TULSA, Okla. — As small businesses get ready to enter the third year of the pandemic, many have overcome huge economic challenges, but now they're encountering different struggles.
Kenny Chan is the owner of Sushi Hana. He said business is back and they are doing really well. Now, the difficulty is getting the staffing numbers back to what they were pre-COVID.
Chan's restaurant sits at the heart of Midtown. For the past ten years, this former New Yorker has been enriching the palates of the Tulsan community with sushi.
“We are a fusion of all types, a little bit of Korean flavor, to mostly Japanese, and Chinese food,” Chan said.
Since the pandemic started, operating his small business has not been the most colorful experience. As for most restauranteurs, the pandemic has been challenging. In January 2020, Chan sold one of his two locations, not because he didn't have customers, but because he could not find a sushi chef.
“It’s high stress, there are days you don’t know what’s going to happen tomorrow,” Chan said.
That same year, he closed his doors for two and a half months. He said the Tulsa community helped him survive.
“We had a hard time when we closed down, but they were all there for us with our to go orders and it does help a lot to keep us afloat,” Chan said.
Almost two years later, doors are back open for dine-in, but he's now facing staff shortages.
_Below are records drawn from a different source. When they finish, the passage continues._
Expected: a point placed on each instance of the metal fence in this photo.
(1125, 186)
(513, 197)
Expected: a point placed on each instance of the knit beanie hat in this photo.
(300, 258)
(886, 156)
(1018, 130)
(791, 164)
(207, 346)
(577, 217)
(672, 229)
Before the pandemic he said he needed five servers, but right now, he has about two servers working a day.
He said sometimes some of his employees call out sick, others are just burnt out.
HE SAYS SOMETIMES SOME OF THEM CALL OUT SICK, OTHERS ARE JUST BURNT OUT.
“We have to juggle a lot. If my employee doesn’t come to work, I have my wife coming, or I have a little help…my daughter, both of them…my daughter help us do the dishes or help me in front of the table,” Chan said.
He said supply chain issues or shipment delays have also made it tough.
“Sushi is harder to get, a lot of things are harder to get,” Chan said.
Despite it all, Chan is grateful for a supportive community and hopes next year is filled with better days ahead.
Chan said he is planning on soon opening up a ramen restaurant sometime next year. That location is yet to be determined.